Massimo Zanetti Beverage Group, holding di Villorba, provincia di Treviso, focalizzata sulla produzione di caffè, ha ceduto La San Marco al gruppo Seb, società francese quotata all’Euronext di Parigi e attiva a livello mondiale nella produzione di piccoli elettrodomestici per uso professionale e domestico (si veda qui il comunicato stampa).
Fondata nel 1920, la San Marco produce, commercializza e distribuisce macchine per caffè e macinacaffè professionali, realizzando la produzione in gran parte in Italia, a Gradisca d’Isonzo (Gorizia). Prima dell’operazione, il capitale era detenuto da Massimo Zanetti Beverage Group spa (85,31%), Anna Rosa Caeran (5,77%), quote proprie de La San Marco spa (5,08%), Suzanne Penot (1,28%), Veronique Armellin (1,28%), Axel Adrien Tam Armellin (0,64%) e Ariane Bucovineanu (0,64%).
La società ha chiuso il 2021 con ricavi pari a 16,4 milioni, un ebitda di 1,6 milioni e una liquidità netta pari a 1,6 milioni (si veda qui il report di Leanus, dopo essersi registrati gratuitamente).
L’acquisizione “è in linea con la volontà del gruppo di accelerare il suo sviluppo nel segmento di mercato professionale, in rapida crescita e particolarmente remunerativo. Insieme continueremo la nostra ambiziosa crescita nel settore professionale”, ha dichiarato Thierry de La Tour d’Artaise, presidente di Groupe SEB, che nel 2022 ha registrato un fatturato nel settore professionale pari a 725 milioni di euro, con un aumento del 15,6%, di cui il 9,2% di crescita organica.
E Massimo Zanetti, presidente di Massimo Zanetti Beverage Group, ha spiegato: “Questo accordo permetterà al nostro gruppo, che nel 2022 ha superato 1,4 miliardi di fatturato, di focalizzarsi sul proprio core business, per cogliere le potenzialità di crescita dei nostri marchi internazionali, tra cui il marchio Segafredo, sinonimo dal 1960 del caffè espresso italiano, e parallelamente di sviluppare i nuovi trend dei mercati locali, grazie alla nostra identità capace di fondere la tradizione con le nuove tendenze di mercato”.

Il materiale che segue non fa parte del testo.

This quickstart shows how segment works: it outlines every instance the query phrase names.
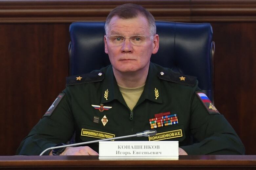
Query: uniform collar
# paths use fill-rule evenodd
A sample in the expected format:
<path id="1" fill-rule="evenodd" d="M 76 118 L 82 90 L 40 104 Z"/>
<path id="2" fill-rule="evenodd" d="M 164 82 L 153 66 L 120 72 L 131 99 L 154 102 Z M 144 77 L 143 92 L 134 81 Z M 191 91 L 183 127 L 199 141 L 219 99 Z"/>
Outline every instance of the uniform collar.
<path id="1" fill-rule="evenodd" d="M 111 65 L 109 65 L 106 70 L 102 90 L 101 103 L 106 103 L 117 99 L 124 105 L 126 105 L 124 99 L 119 90 Z"/>
<path id="2" fill-rule="evenodd" d="M 158 72 L 156 66 L 151 62 L 144 90 L 138 103 L 146 99 L 156 103 L 162 103 L 160 80 L 157 76 Z M 112 65 L 109 66 L 106 70 L 102 87 L 101 103 L 106 103 L 117 99 L 126 105 L 114 76 Z"/>
<path id="3" fill-rule="evenodd" d="M 159 103 L 162 102 L 160 80 L 157 76 L 158 72 L 156 66 L 150 62 L 144 90 L 139 99 L 139 102 L 142 102 L 145 99 L 147 99 Z"/>

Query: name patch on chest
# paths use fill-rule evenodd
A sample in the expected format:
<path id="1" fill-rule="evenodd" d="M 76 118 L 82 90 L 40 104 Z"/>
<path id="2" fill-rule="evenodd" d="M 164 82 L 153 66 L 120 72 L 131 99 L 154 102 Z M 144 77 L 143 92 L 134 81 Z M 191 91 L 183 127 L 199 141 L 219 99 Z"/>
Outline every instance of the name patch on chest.
<path id="1" fill-rule="evenodd" d="M 181 129 L 179 129 L 172 131 L 157 133 L 157 134 L 155 136 L 149 136 L 148 140 L 150 141 L 161 141 L 168 139 L 179 138 L 182 136 L 182 130 Z"/>
<path id="2" fill-rule="evenodd" d="M 89 136 L 99 139 L 109 139 L 114 138 L 115 135 L 108 133 L 99 131 L 96 131 L 89 129 L 82 129 L 81 135 L 84 136 Z M 111 140 L 114 141 L 114 140 Z"/>

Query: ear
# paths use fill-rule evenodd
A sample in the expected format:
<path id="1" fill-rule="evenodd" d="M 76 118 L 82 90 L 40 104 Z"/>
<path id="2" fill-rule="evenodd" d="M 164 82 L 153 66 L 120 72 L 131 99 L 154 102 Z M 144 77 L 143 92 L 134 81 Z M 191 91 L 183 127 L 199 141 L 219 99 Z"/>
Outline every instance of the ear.
<path id="1" fill-rule="evenodd" d="M 105 53 L 106 54 L 108 54 L 108 46 L 107 44 L 107 36 L 105 35 L 104 36 L 104 44 L 105 44 Z"/>
<path id="2" fill-rule="evenodd" d="M 158 34 L 156 34 L 154 36 L 153 39 L 153 50 L 152 54 L 155 54 L 158 51 L 159 48 L 159 36 Z"/>

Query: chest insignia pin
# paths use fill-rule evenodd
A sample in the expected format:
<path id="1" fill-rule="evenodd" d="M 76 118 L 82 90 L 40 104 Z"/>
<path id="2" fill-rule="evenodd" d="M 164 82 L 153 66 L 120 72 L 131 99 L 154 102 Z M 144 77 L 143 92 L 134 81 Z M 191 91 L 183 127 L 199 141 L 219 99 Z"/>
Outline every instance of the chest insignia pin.
<path id="1" fill-rule="evenodd" d="M 112 106 L 103 106 L 103 104 L 101 104 L 100 105 L 100 106 L 92 105 L 92 106 L 95 109 L 98 109 L 100 112 L 102 112 L 105 110 L 108 110 L 112 108 Z"/>
<path id="2" fill-rule="evenodd" d="M 107 118 L 107 116 L 106 116 L 106 115 L 104 115 L 104 116 L 101 119 L 101 122 L 102 124 L 103 124 L 103 126 L 105 126 L 108 122 L 108 118 Z"/>

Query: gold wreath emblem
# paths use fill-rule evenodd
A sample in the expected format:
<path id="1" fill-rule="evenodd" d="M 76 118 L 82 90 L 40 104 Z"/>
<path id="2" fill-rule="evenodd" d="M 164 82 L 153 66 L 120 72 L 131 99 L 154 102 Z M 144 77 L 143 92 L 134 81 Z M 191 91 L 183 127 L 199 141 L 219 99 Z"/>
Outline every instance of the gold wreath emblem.
<path id="1" fill-rule="evenodd" d="M 215 107 L 215 106 L 213 106 L 213 105 L 211 103 L 210 103 L 210 105 L 209 105 L 209 109 L 212 109 L 212 110 L 213 110 L 215 111 L 217 111 L 217 109 L 216 109 L 216 108 Z"/>
<path id="2" fill-rule="evenodd" d="M 156 88 L 155 88 L 155 96 L 156 96 L 156 99 L 159 96 L 159 94 L 158 93 L 158 90 Z"/>
<path id="3" fill-rule="evenodd" d="M 105 93 L 104 94 L 104 97 L 107 100 L 108 100 L 108 89 L 107 89 L 105 91 Z"/>

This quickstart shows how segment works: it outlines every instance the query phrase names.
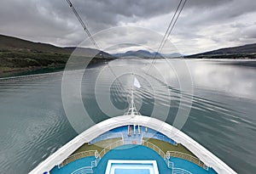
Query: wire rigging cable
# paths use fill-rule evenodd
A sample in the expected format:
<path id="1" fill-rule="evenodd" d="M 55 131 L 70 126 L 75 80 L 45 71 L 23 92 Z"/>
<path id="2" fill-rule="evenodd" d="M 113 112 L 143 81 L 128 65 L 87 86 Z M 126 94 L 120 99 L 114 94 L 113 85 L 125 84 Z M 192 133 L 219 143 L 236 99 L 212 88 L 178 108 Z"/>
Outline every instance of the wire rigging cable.
<path id="1" fill-rule="evenodd" d="M 187 0 L 180 0 L 177 8 L 176 8 L 176 11 L 171 20 L 171 22 L 168 25 L 168 28 L 165 33 L 165 36 L 163 37 L 163 39 L 161 40 L 160 45 L 159 45 L 159 48 L 157 49 L 157 52 L 154 53 L 154 59 L 152 60 L 152 63 L 150 64 L 150 66 L 148 68 L 148 70 L 146 71 L 146 74 L 148 74 L 148 71 L 151 70 L 151 68 L 153 67 L 154 64 L 155 63 L 156 61 L 156 56 L 157 54 L 160 54 L 160 53 L 162 51 L 166 41 L 168 40 L 177 21 L 177 19 L 179 18 L 180 16 L 180 14 L 181 12 L 183 11 L 184 6 L 185 6 L 185 3 L 187 3 Z"/>
<path id="2" fill-rule="evenodd" d="M 82 20 L 79 14 L 77 12 L 76 8 L 73 7 L 73 3 L 70 2 L 70 0 L 67 0 L 67 3 L 69 4 L 70 8 L 72 8 L 73 12 L 74 13 L 74 14 L 76 15 L 77 19 L 79 20 L 79 21 L 80 22 L 80 24 L 82 25 L 84 30 L 85 31 L 85 32 L 87 33 L 89 38 L 90 39 L 90 41 L 92 42 L 93 45 L 96 47 L 96 48 L 100 49 L 97 43 L 95 42 L 95 40 L 93 39 L 91 34 L 90 33 L 89 30 L 87 29 L 85 24 L 84 23 L 84 21 Z"/>
<path id="3" fill-rule="evenodd" d="M 67 0 L 67 3 L 69 4 L 70 8 L 72 8 L 73 12 L 74 13 L 74 14 L 76 15 L 78 20 L 80 22 L 81 25 L 83 26 L 84 31 L 87 33 L 89 38 L 90 39 L 90 41 L 92 42 L 93 45 L 95 46 L 95 48 L 96 49 L 98 49 L 100 51 L 100 48 L 98 47 L 97 43 L 96 42 L 96 41 L 93 39 L 91 34 L 90 33 L 89 30 L 87 29 L 85 24 L 84 23 L 84 21 L 82 20 L 79 14 L 77 12 L 77 10 L 75 9 L 75 8 L 73 7 L 73 3 L 70 2 L 70 0 Z M 157 54 L 159 54 L 160 52 L 161 52 L 161 50 L 163 49 L 167 39 L 169 38 L 177 21 L 177 19 L 179 18 L 180 16 L 180 14 L 181 12 L 183 11 L 183 8 L 184 8 L 184 5 L 185 3 L 187 3 L 187 0 L 180 0 L 179 3 L 178 3 L 178 6 L 171 20 L 171 22 L 168 25 L 168 28 L 165 33 L 165 36 L 163 37 L 163 39 L 161 40 L 159 47 L 158 47 L 158 49 L 157 49 L 157 52 L 155 53 L 154 54 L 154 57 L 153 59 L 153 61 L 148 68 L 148 70 L 146 71 L 146 74 L 148 74 L 148 72 L 151 70 L 151 68 L 153 67 L 154 62 L 156 61 L 156 56 Z M 125 90 L 124 87 L 122 86 L 121 82 L 119 81 L 119 79 L 117 78 L 115 73 L 113 72 L 113 70 L 112 70 L 112 68 L 109 66 L 108 63 L 107 62 L 110 70 L 111 70 L 111 73 L 114 76 L 114 77 L 117 79 L 118 82 L 120 84 L 120 87 L 123 88 L 123 90 Z"/>
<path id="4" fill-rule="evenodd" d="M 73 12 L 74 13 L 74 14 L 76 15 L 78 20 L 80 22 L 81 25 L 83 26 L 84 30 L 85 31 L 85 32 L 87 33 L 89 38 L 90 39 L 90 41 L 92 42 L 93 45 L 95 46 L 95 48 L 96 49 L 98 49 L 99 51 L 101 51 L 99 46 L 97 45 L 97 43 L 96 42 L 96 41 L 93 39 L 91 34 L 90 33 L 89 30 L 87 29 L 85 24 L 84 23 L 84 21 L 82 20 L 79 14 L 77 12 L 76 8 L 73 7 L 73 3 L 70 2 L 70 0 L 67 0 L 69 7 L 72 8 Z M 103 53 L 102 54 L 103 57 Z M 116 78 L 117 81 L 119 83 L 120 87 L 123 88 L 123 90 L 125 90 L 125 87 L 123 87 L 122 83 L 119 81 L 119 80 L 118 79 L 117 76 L 115 75 L 115 73 L 113 72 L 113 69 L 110 67 L 108 62 L 107 61 L 107 65 L 111 71 L 111 73 L 113 75 L 113 76 Z"/>

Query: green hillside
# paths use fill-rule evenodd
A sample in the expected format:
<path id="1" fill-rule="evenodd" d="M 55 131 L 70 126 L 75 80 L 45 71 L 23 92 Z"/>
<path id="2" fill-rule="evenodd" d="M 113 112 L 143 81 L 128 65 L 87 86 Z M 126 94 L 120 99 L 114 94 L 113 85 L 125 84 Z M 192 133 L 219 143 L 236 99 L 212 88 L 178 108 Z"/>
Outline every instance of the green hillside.
<path id="1" fill-rule="evenodd" d="M 0 76 L 20 71 L 64 69 L 74 49 L 0 35 Z M 90 64 L 113 59 L 108 53 L 96 49 L 79 49 L 83 51 L 82 59 L 96 55 Z"/>

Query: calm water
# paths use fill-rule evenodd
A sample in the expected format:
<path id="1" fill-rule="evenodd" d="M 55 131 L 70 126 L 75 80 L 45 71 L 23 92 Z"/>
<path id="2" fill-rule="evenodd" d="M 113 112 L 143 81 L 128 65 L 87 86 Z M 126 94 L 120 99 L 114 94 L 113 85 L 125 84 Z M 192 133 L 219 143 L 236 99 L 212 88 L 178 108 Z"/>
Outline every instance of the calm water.
<path id="1" fill-rule="evenodd" d="M 1 173 L 27 173 L 92 122 L 122 115 L 132 76 L 121 73 L 128 69 L 139 74 L 135 96 L 143 115 L 173 124 L 179 109 L 191 108 L 182 131 L 238 173 L 255 173 L 256 68 L 230 60 L 188 60 L 188 67 L 157 60 L 158 70 L 140 74 L 149 63 L 111 62 L 118 80 L 107 65 L 89 69 L 81 87 L 87 115 L 81 118 L 65 114 L 62 72 L 0 80 Z"/>

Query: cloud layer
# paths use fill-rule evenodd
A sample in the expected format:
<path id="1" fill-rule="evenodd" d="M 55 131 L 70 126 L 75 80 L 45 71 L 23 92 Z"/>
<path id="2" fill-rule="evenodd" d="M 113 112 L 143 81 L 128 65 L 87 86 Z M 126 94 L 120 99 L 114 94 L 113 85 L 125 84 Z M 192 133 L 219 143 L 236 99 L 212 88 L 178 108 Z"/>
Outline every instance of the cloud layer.
<path id="1" fill-rule="evenodd" d="M 164 34 L 179 3 L 178 0 L 72 2 L 92 34 L 126 25 Z M 255 19 L 254 0 L 188 0 L 171 41 L 185 54 L 256 42 Z M 65 0 L 3 0 L 0 24 L 2 34 L 58 46 L 75 46 L 87 37 Z M 147 42 L 147 37 L 139 33 L 134 39 Z"/>

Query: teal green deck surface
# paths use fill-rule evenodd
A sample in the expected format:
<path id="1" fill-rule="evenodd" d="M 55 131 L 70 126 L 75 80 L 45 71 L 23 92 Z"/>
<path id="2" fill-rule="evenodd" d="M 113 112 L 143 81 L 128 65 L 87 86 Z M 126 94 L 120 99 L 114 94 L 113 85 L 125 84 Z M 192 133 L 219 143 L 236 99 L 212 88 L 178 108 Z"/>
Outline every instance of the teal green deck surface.
<path id="1" fill-rule="evenodd" d="M 90 166 L 94 157 L 86 157 L 58 169 L 56 166 L 50 171 L 50 174 L 71 173 L 83 166 Z M 108 160 L 156 160 L 160 174 L 172 174 L 172 169 L 169 169 L 166 161 L 155 151 L 142 145 L 123 145 L 107 153 L 99 161 L 96 167 L 93 168 L 94 173 L 105 174 Z M 193 174 L 216 174 L 214 170 L 209 168 L 208 171 L 196 166 L 195 164 L 178 159 L 171 158 L 174 163 L 175 168 L 183 168 Z"/>

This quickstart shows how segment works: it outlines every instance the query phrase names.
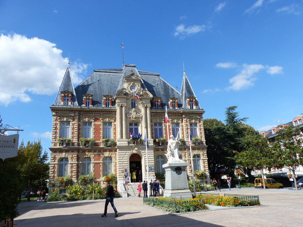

La storia di Massimo Zanetti Beverage Group parte dagli anni’70, quando Massimo Zanetti ha intrapreso un percorso di crescita avviato con l’acquisto della torrefazione bolognese Segafredo, proseguito successivamente, negli anni ottanta e novanta, con l’espansione all’estero, in Portogallo, Francia ed Austria e, successivamente, in Sud America. Gli anni duemila sono stati fondamentali per proseguire nella crescita del gruppo che, mentre ha ampliato la propria presenza in nord Europa acquistando la società finlandese Meira, é anche entrato nel mercato statunitense attraverso l’acquisizione dell’attuale MZB USA. Risale a quegli anni anche la creazione di Segafredo Zanetti Coffee System, specializzata in soluzioni ad alto contenuto di servizio al consumatore e al settore Office Coffee Service.
Massimo Zanetti Beverage Group ha chiuso il 2021 con 844 milioni di euro di ricavi, 30 milioni di ebitda e un indebitamento netto di 354 milioni (si veda qui il report di Leanus, dopo essersi registrati gratuitamente). Ma il dato di bilancio non riflette ancora appieno la crescita della società avvenuta nel corso di quell’anno, con un fatturato pro-forma che si era già attestato intorno a 1,2 miliardi di euro, a valle delle tante nuove aperture di caffetterie in giro per il mondo e soprattutto dell’acquisizione di Saicaf, storica azienda barese produttrice dell’omonimo caffé (si veda qui il comunicato stampa) e di Hoja Verde Gourmet Hovgo, con sede in Ecuador, il cui stabilimento produttivo, situato a Cayambe, a 70 chilometri da Quito, produce caffè e cioccolato partendo da materie prime selezionate di primissima qualità garantendo il controllo dell’intera filiera (si veda qui il comunicato stampa).
Ricordiamo che il gruppo era stato delistato nel febbraio 2021, a seguito dell’opa lanciata nell’autunno 2020 dallo stesso imprenditore Massimo Zanetti, attraverso il veicolo MZ Holding, sulle azioni in circolazione non in suo possesso (si veda altro articolo di BeBeez). A quel punto Zanetti aveva ragionato sulla possibilità di aprire il capitale a fondi di private equity, cedendo una quota del 30%, cioé la stessa quota che costituiva il flottante di Borsa, per accompagnare l’azienda nel suo piano di sviluppo a livello internazionale. (si veda altro articolo di BeBeez). Questo progetto però non si è concretizzato e l’imprenditore da allora è andato avanti da solo.